Interviewed by Sommer Schafer
Read Maya Alexandri’s fiction piece, The Hug
Sommer: “She can give people the fright you get when you think something’s a rock, or a statue, and then it twitches or breathes and you realize, it’s alive.” This line so perfectly shows us Raquel’s feelings of fear, isolation, and embarrassment, living with a mother who is severely disabled. By not backing away from this truth, you create a vivid and complex twelve-year-old girl. Did you have any challenges writing about disability in this story?
Maya: This question is really interesting. Readers (and editors) provide new perspectives on what a story is “about”! Writing “The Hug,” I was not thinking that it was about disability. I thought the story was about a tween girl who was embarrassed by her mom.
In terms of writing Magdalena, the character living with a disability in “The Hug,” I had a lot of help. I had met the remarkable artist, Elizabeth Jameson, who makes visual art that incorporates her MRI images. Like Magdalena, Elizabeth Jameson has multiple sclerosis and is quadriplegic. Elizabeth Jameson is an unusual person—she is imbued with grace, and so generous with herself that others are lifted up in her presence.

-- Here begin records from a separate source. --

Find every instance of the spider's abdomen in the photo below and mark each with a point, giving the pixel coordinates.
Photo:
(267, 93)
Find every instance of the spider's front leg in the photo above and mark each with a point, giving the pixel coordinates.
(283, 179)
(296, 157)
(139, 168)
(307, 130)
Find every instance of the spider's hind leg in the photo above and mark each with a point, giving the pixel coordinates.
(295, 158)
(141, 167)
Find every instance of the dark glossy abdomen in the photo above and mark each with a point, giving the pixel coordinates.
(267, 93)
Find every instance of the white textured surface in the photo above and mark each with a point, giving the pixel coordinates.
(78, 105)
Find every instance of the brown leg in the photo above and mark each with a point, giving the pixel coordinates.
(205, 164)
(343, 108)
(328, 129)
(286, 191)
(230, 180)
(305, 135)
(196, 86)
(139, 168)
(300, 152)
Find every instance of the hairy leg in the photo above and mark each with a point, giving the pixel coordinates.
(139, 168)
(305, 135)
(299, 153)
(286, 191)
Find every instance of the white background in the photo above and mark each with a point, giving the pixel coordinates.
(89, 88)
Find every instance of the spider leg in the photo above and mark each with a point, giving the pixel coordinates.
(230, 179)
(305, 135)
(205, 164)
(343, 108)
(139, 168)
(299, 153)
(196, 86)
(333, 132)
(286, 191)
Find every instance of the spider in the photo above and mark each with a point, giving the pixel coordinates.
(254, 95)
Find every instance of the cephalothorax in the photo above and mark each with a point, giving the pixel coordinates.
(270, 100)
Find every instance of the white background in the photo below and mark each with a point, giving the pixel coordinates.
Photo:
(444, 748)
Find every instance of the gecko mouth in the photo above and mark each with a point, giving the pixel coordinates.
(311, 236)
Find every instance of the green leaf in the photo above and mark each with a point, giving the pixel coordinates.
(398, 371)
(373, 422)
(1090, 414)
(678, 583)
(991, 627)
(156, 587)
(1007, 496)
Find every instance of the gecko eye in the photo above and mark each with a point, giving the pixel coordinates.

Although my interaction with her was fleeting, her spirit stayed with me and animated Magdalena.
Raquel changes in this short story, going from feeling embarrassed and isolated by the way her mother looks, to feeling love, joy, and acceptance for her mother and herself, and by the community. Was it difficult to create this change in your main character within the span of such a short space?
The space constraints were a particular challenge in this piece because so much of the story is taken up with Raquel’s dance. Because the story takes place on the first occasion when Magdalena gets to see Raquel dance, I knew I needed to describe the dance and Raquel’s performance in detail. The key to the character transformation working, I think, is that the dance builds up tension. But the tension provides the momentum for her to catapult into change as the story draws to its conclusion. I like to think that I built the story like a spring-loaded device to lob Raquel (gently) out of one frame-of-mind and into a different spiritual posture.
It is particularly uplifting to read a story about girls coming together in support and love instead of jealousy and meanness. Were you conscious of this effect as you wrote? Do women writers have a particular social responsibility to do their part in uplifting women? [Big question, I know!].
In terms of the interactions of love and support between the girls on the dance team, this may sound surprising, but I was working with the concept of the girls being in a platoon. I am in the Army, and I have been amazed and impressed at how platoon-mates can support each other, and how being in a platoon makes one “more than oneself.”
In “The Hug,” I was interested in writing about children of soldiers. Children replicate many dimensions of their parents, and I was interested in how these girls replicate the positive dynamics that can prevail among soldiers in a platoon. Although I did not include this information in the story, the girls live in Killeen, Texas, where Fort Hood is. Raquel’s father and Leia’s mother both work at Fort Hood, as do the parents of the other girls on the dance team. The girls are familiar with the camaraderie their parents share with their platoon-mates, the high esprit de corps that is a goal in the service, and the mutual respect that is expected (and frequently prevails) among soldiers. And in “The Hug,” the girls do their parents proud.
As for the obligation that women writers have to uplift each other, instinctually, I side with taking on the social responsibility to help each other up. In what might be a relevant example, whenever I see a woman smoking, I have to restrain the impulse to mount a public health intervention and say to her, “So much of society is stacked against you, designed to put you down and keep you down—why help out the forces against you? The effort to be well in a sick context—isn’t that a complete protest-and-victory?” I do not say it. (Yet.) But, yes, I had an uplifting story to tell about girls being great, and I took the opportunity to tell it; if that discharges a social responsibility, I am happy to do it.
Do you have any advice to writers on handling rejection?
I wish someone would give me advice on handling rejection! Since a rational approach to rejection is to give up and do something else, my approach is to be as irrational as possible. Everything irrational about me—my imagination, my emotions, and my spiritual dimensions—runs my writing life. As much as possible, I get my numbers-crunching, comparison-making, market-watching, evidence-based, post-Enlightenment, thinking mind to take a nap while I am writing. Sometimes, I have to wake up the rational mind to do some research, but then I send it straight back to sleep! This approach has cost me so much money in outright expenditures and lost opportunities, and made me all-but incomprehensible to a significant number of people who I value, that I cannot in good conscience describe my experience as an example for, or god-forbid, the basis of advice to others. All I can say is that rejection is intrinsic to the task of completing a written work—that is, allowing the work to come to life off the page when it is read by someone other than the author. And if completing the written work is something you feel compelled to do, then invite yourself to do something really “crazy”: savor the rejection.